World’s growing energy demand has pushed oil companies to explore and produce hydrocarbons in complex and technologically challenging deepwater environments. These difficult and complex operations involve the risk of major accidents as well, demonstrated by disasters such as the explosion and fire on the UK production platform Piper Alpha and capsizing of the Deepwater Horizon rig in the Gulf of Mexico (GoM). Accidents cause death, suffering, pollution of the environment, disruption of business and bad reputation to oil industry. A quantitative risk analysis technique has been used in this study to identify and categorize risk associated with different life phases of a deepwater well.

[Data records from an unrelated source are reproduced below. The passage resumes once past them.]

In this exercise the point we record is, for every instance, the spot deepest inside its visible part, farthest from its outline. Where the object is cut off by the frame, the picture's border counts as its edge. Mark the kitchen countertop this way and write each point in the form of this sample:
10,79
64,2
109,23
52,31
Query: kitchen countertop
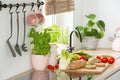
106,74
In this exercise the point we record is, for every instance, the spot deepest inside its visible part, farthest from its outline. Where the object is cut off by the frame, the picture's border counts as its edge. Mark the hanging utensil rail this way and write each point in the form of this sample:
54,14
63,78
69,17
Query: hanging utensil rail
20,4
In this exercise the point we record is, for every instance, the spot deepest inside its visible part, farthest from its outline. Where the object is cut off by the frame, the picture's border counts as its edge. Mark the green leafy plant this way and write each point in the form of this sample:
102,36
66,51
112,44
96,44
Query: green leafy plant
57,35
40,41
92,28
54,32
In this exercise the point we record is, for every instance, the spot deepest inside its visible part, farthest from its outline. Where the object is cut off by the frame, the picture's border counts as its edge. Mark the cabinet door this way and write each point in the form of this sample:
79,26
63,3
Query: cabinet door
115,76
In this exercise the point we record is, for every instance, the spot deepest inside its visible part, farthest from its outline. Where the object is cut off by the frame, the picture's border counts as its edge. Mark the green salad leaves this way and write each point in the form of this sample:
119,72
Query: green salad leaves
40,41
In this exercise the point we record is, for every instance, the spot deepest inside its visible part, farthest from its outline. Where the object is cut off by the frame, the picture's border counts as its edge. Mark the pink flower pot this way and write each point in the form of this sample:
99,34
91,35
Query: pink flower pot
41,18
39,75
40,62
32,19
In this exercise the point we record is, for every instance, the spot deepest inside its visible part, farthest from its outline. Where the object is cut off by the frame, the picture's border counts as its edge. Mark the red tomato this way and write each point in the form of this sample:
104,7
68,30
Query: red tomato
104,59
52,67
82,58
98,57
49,66
56,66
111,60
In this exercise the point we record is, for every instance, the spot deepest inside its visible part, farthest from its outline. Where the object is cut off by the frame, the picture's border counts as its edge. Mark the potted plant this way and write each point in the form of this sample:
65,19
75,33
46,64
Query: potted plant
41,48
57,41
54,32
91,32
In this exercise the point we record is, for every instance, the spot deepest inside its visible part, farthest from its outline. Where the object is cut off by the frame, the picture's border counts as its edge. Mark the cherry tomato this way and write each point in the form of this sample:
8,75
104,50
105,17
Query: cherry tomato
52,67
111,60
104,59
82,58
98,57
56,66
49,66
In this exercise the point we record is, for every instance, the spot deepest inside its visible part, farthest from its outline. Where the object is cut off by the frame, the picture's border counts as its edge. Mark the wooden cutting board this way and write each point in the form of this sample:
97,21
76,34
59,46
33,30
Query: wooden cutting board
98,70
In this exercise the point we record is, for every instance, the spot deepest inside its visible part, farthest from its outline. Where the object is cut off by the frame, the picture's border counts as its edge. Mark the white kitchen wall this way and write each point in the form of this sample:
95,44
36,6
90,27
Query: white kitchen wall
9,65
107,10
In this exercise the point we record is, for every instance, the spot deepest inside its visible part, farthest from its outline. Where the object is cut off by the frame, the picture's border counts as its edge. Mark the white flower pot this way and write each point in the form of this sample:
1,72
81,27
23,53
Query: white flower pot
90,42
40,62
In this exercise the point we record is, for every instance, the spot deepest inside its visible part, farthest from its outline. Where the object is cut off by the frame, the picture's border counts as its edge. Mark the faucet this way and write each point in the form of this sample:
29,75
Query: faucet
70,49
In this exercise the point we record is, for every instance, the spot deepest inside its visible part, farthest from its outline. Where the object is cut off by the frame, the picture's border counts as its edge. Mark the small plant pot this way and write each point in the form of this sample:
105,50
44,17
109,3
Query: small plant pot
90,42
52,58
39,75
40,62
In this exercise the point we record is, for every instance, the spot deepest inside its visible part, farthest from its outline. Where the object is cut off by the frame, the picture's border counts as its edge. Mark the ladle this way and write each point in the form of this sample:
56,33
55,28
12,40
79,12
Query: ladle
24,47
11,27
17,48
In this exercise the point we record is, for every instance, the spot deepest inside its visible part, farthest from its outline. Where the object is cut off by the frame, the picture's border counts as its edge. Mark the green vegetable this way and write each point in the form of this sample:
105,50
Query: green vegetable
54,32
62,76
92,27
40,41
74,57
65,59
83,53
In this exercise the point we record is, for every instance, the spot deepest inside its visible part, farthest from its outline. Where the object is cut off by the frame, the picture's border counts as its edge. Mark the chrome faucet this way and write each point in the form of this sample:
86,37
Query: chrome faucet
70,49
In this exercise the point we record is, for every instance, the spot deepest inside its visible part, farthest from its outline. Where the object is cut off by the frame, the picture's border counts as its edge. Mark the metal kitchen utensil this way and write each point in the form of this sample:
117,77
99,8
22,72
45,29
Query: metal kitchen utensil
11,27
17,48
24,47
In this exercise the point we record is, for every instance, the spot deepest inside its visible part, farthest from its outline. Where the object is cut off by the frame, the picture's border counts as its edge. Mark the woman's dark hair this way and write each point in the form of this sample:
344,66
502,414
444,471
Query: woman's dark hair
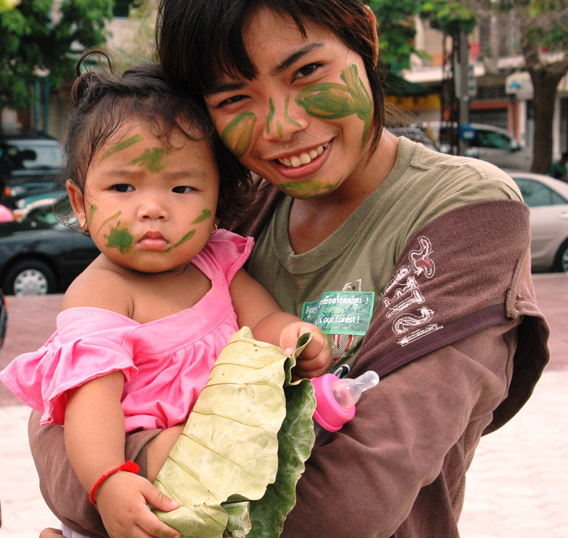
104,102
198,40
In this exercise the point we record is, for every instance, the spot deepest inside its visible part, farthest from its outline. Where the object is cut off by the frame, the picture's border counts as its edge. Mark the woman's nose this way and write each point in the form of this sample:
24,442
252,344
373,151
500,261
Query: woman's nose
283,119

Volume of oil released to the environment is used as a risk indicator. Five oil spill scenarios related to drilling and production life phases of a deepwater well are modeled. Risks associated with drilling an exploratory well in the deepwaters of GoM are analyzed in Scenario-1. A representative well location and corresponding reservoir properties were used to estimate the worst case discharge rates (WCD). Fault tree analysis (FTA) was performed to identify and categorize different hazards. Unexpected pore pressure and delayed response to an emergency situation were identified as two most important parameters contributing to overall risk of the system. In Scenario-2 an underground blowout was modeled by using representative geological settings from Popeye-Genesis field. A shallower low pressure zone is exposed to a deeper high pressure zone during drilling. The time to recharge the shallower zone to its fracture pressure is estimated. The shallower zone will transmit hydrocarbons to sea floor once its fracture pressure is reached. Risks associated with production life phase of a deepwater well are modeled in scenario-3. A representative well location and corresponding reservoir properties were used to estimate the WCD. FTA showed that sand screen and subsea tree control failures were main elements contributing to risk. In scenario-4 risk associated with floating production and offloading (FPSO) system for GoM are quantitatively and qualitatively presented. Scenario-5 deals with oil spill risk associated with severe weather conditions. An example mudslide calculation for SP-70 block of GoM is presented.

Date

2015

Document Availability at the Time of Submission

Student has submitted appropriate documentation to restrict access to LSU for 365 days after which the document will be released for worldwide access.